茶盤とは、茶壺(急須)や蓋碗、杯を置くもので、漏れた水分(茶)を受けるものを指します。皿のようなもの、皿そのものも茶盤として使えますが、空洞に水分を貯められるようになっているものもあります。中国茶は1泡目を捨てることが多いので、それを茶杯に注いで温めた後、茶盤の容積があればそこに流したりします。
文物として優れた茶盤は多いですが、本稿では主に潮州の茶盤を扱います。錫、銅、アルミ、磁器、陶器などがありますが、高く評価されているのは錫製です。どうしてなのでしょうか。1つに、枯れた味わいがあるということが挙げられます。茶道具の場合、茶渋で汚れることから逃れられませんが、それすらも芸術の一部になるというのは良いものです。また、錫は素材が柔らかいということがあります。例えば鉄のような硬いものであれば、その上に素焼きの茶壺を頻繁に置くというのは抵抗があります。皿のような陶器でも同様です。傷が付きそうです。それで敷物を使いたくなります。しかし錫の上に茶壺を置くというのは独特の体験です。吸い付くような感覚があります。この感触やまた音にも魅了される茶人が多いのではないかと思われます。一応小店からは無駄に壺敷も添付しますので比較してみて下さい。もちろん茶敷を使っても問題はありません。
できる限り、清末から民国あたりの錫製茶盤、良いものであれば近代のものも躊躇なく扱いたいと思います。茶壺や杯にどんなものを使用しても風格のある収まりの良い茶盤がなければ活かされません。
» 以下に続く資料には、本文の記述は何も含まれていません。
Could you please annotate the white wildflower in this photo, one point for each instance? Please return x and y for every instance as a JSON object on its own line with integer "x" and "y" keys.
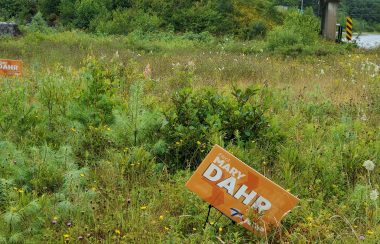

例えば、茶壺を承けるごときで雑器あたりで十分であろうと考えるのは実に残念で、また茶盤にしても現代の安価なものもあります。茶壺や茶杯などに如何に風流なものを用意しても茶盤が大量生産品では風景が台無しで茶も不味くなります。一回でもやってみると茶盤の芸術的重要性を痛々しく理解することになります。やった人にだけわかる不思議な感覚に襲われます。あまりネットに変なことを書きたくないと思っているところにそれでも言うぐらいなので察していただきたい、やっぱり茶盤は大きさがそれなりにあるので印象が支配的なのでしょう。これを一点だけであっても良いものを持っているだけで茶生活が変わります。あまりにも魅了されて収集する人さえいるぐらいです。特に古いものは文物としての風格があります。一生物の茶盤を1つは備えたいものです。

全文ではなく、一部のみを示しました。